Davacı şirket tarafından davalı şirkete 11.01.2019 tarihli 90.038,67 TL tutarlı, 11.02.2019 tarihli 95.564,14 TL tutarlı ve 11.03.2019 tarihli 82.347,55 TL tutarlı 3 adet fatura kesildiği, bunun üzerine davalı şirketçe yukarıda belirtilen 4 adet çekin davacı şirkete verildiği, bilindiği üzere çekin bir ödeme aracı olduğu ve kural olarak mevcut bir borcun tasfiyesine yönelik verildiği kabul edileceği, ancak istinaf kaldırma kararı doğrultusunda, çeklerle ilgi bankalara yazılan müzekkere cevaplarına göre, çeklerin bankaya ibraz edilmediği, banka yolu ile ödeme olmadığı, çeklerin ön ve arka yüzlerine “iptal” vazılarak iptal edildiği ve ilgili bankasına iade edildiği, bu kapsamda çekle yapılan bir ödemenin bulunmadığı,
Borçlu şirket itirazdan sonra 29.03.2019 tarihinde 267.952,00 TL davacı şirketin hesabına ödeme yapmıştır. Bu ödeme icra dosyasına bildirilmiş ve tahsil harcı da ödenmiştir. Buna göre dava tarihi itibariyle, 02.03.2023 tarihli bilirkişi raporunda kalan ödenmeyen miktarın 42.139,30 TL olduğu anlaşılmakla, bu miktar üzerinden davanın kabulüne karar verilmiştir.Alacak likit bulunmakla kabul edilen miktar üzerinden icra inkar tazminatına hükmedilmiştir.
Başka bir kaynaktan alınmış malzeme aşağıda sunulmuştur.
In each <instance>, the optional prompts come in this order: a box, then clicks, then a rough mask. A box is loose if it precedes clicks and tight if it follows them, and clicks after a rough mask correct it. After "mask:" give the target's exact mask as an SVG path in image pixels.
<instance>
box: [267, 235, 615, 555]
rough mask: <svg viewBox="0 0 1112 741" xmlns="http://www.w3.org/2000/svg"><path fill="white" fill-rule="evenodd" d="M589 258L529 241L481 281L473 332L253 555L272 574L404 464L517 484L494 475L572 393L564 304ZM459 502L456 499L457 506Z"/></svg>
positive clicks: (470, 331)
HÜKÜM: Gerekçesi yukarıda açıklandığı üzere;
Davanın KISMEN KABULÜNE;
1-Davalının —- İcra Müdürlüğünün —— Esas sayılı dosyasında vaki itirazının KISMEN İPTALİ ile,
2-Takibin 42.139,30 TL asıl alacak üzerinden DEVAMINA, fazlaya ilişkin istemin REDDİNE,
3-Alacağın %20 sine tekabül eden icra inkar tazminatın davalıdan alınarak davacıya verilmesine,
4-Hüküm altına alınan miktar üzerinden hesaplanan 2.878,54 TL harçtan peşin alınan 738,69 TL harcın mahsubu ile bakiye 2.139,85 TL karar harcının davalıdan tahsili ile hazineye irat kaydına,
5-Davacı davada kendisini vekil ile temsil ettirdiğinden karar tarihinde yürürlükte bulunan Avukatlık Asgari Ücret Tarifesine uyarınca davanın kabul edilen miktarı üzerinden 9.200,00 TL vekâlet ücretinin davalıdan tahsili ile davacıya verilmesine,
6-Davalı davada kendisini vekil ile temsil ettirdiğinden karar tarihinde yürürlükte bulunan Avukatlık Asgari Ücret Tarifesine uyarınca davanın reddedilen miktarı üzerinden hesaplanan 1.115,35‬ TL vekâlet ücretinin davacıdan alınarak davalıya verilmesine,
7-Davacı tarafından yatırılan 44,40 TL başvurma harcı ve 738,69 TL peşin harç toplamı: 783,09‬ TL harcın davalıdan tahsili ile davacıya verilmesine,
8-Davacı tarafından yapılan yargılama giderinden davanın red %2,58 ve kabul %97,42 oranına göre hesaplanan 2.312,25 TL’sinin davalıdan tahsili ile davacıya verilmesine, bakiyesinin davacı üzerinde bırakılmasına,
9-Davalı tarafından yargılama gideri bulunmadığından bu hususta karar verilmesine yer olmadığına,
10-Davacı tarafından yatırılan gider avansından artan kısmın HMK. 333.maddesi gereğince karar kesinleştikten sonra yatırana iadesine,
11-Arabuluculuk aşamasında yapılan ve Hazine tarafından karşılanan 1.320,00 TL arabuluculuk ücretinin davanın red (%2,58 ) ve kabul (%97,42) oranına göre hesaplanan 1.285,96 TL’sinin 6831 sayılı Kanuna göre davanın açılmasına sebebiyet veren davalıdan tahsili, 34,04‬ TL’sinin davacıdan tahsili ile hazineye gelir kaydına, buna ilişkin harç tahsil müzekkeresi yazılmasına,Dair; taraf vekillerinin yüzüne karşı verilen gerekçeli kararın tebliğinden itibaren 2 haftalık süre içerisinde —–Bölge Adliye Mahkemesi nezdinde İstinaf yolu açık olmak üzere verilen karar açıkça okunup usulen anlatıldı.